La place qu’a prise la musique au sein du cinéma indien est telle qu’aujourd’hui en Inde, la majorité de la musique populaire est finalement composée de la bande son des films à gros budgets. Contrairement au cinéma occidental, le côté pudique du cinéma indien, dans lequel la nudité est prohibée, a également son charme et en fin de compte, la sensualité n’en est pas moins présente, si ce n’est plus, à son comble.

Réelle distraction, la plus grande franche du cinéma indien avait originellement pour vocation de faire oublier la misère quotidienne que subissait son public. Ce besoin d’évasion et de sensationnel n’a pas quitté les écrans indiens et se démarque significativement du cynisme cinématographique occidental. Cependant, une tranche du cinéma indien, qui a émergé dans la seconde moitié du XXème siècle, à l’issue de Satyajit Ray, vient aussi témoigner de la dure réalité de sa société, loin des paillettes, chansonnettes et amourettes. Miss Lovely, film d’Ashim Ahluwalia retraçant un milieu cinématographique lugubre du Bombay des années 1980, avait ainsi été sélectionné l’année dernière dans la catégorie Un Certain Regard du festival de Cannes.

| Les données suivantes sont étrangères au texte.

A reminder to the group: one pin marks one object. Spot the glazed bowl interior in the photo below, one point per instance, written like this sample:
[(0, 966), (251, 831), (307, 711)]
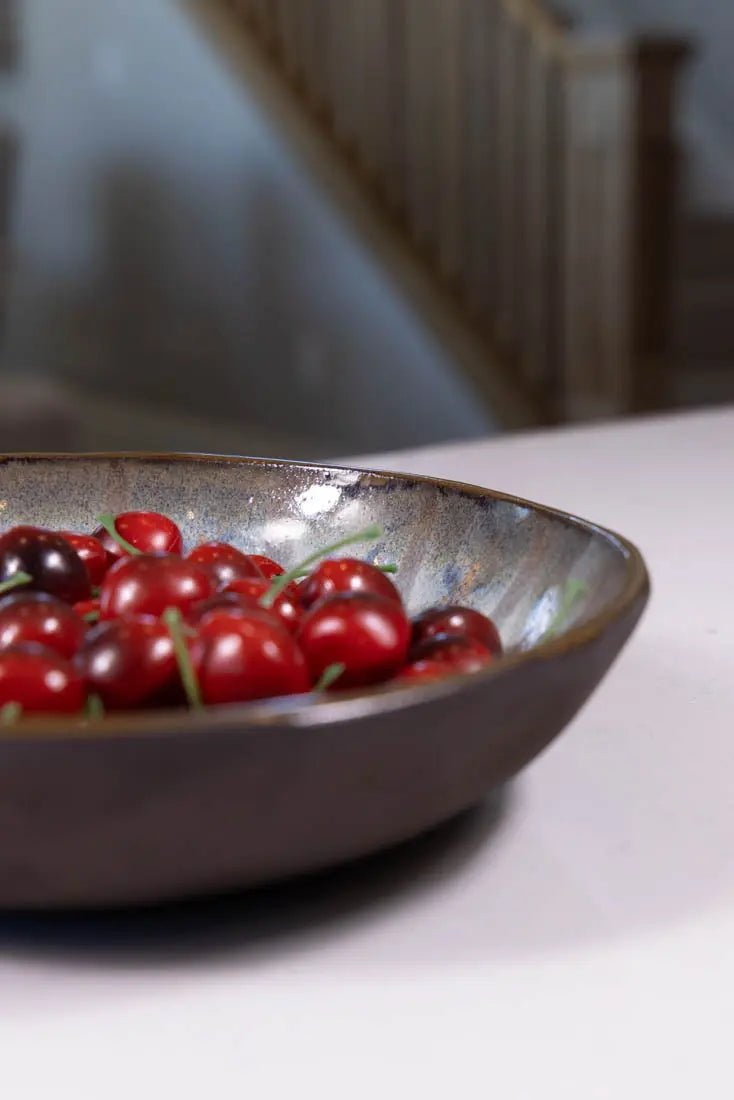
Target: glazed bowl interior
[(451, 543), (142, 806)]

Entre tradition et modernité, idéalisme et désenchantement post-moderne, le cinéma indien recèle une palette colorée si diversifiée qu’on comprend le défi qu’il pose à des industries aussi grandes qu’Hollywood. Chaque région a d’ailleurs développé son propre centre de production cinématographique et affirme son identité en tournant dans la langue locale. On compte ainsi, en plus du bollywood mumbaïte, un kollywood en langue tamoule, un tollywood désignant les studios de Tollyngunge à Calcutta, où Satyajit Ray fit ses débuts, un mollywood en langue malayâlam, mais aussi le cinéma tourné en langue télougou en Andra Pradesh,  et même un sandalwood dans l’Etat du Karnataka !

Inviter l’Inde au festival de Cannes 2013 est l’occasion pour un public cinéphile, souvent pointé du doigt pour être ancré dans certains codes non-réceptifs à ce cinéma masala, de le redécouvrir. On dit que c’est en apprivoisant peu à peu les épices que l’on découvre la richesse de leur goût.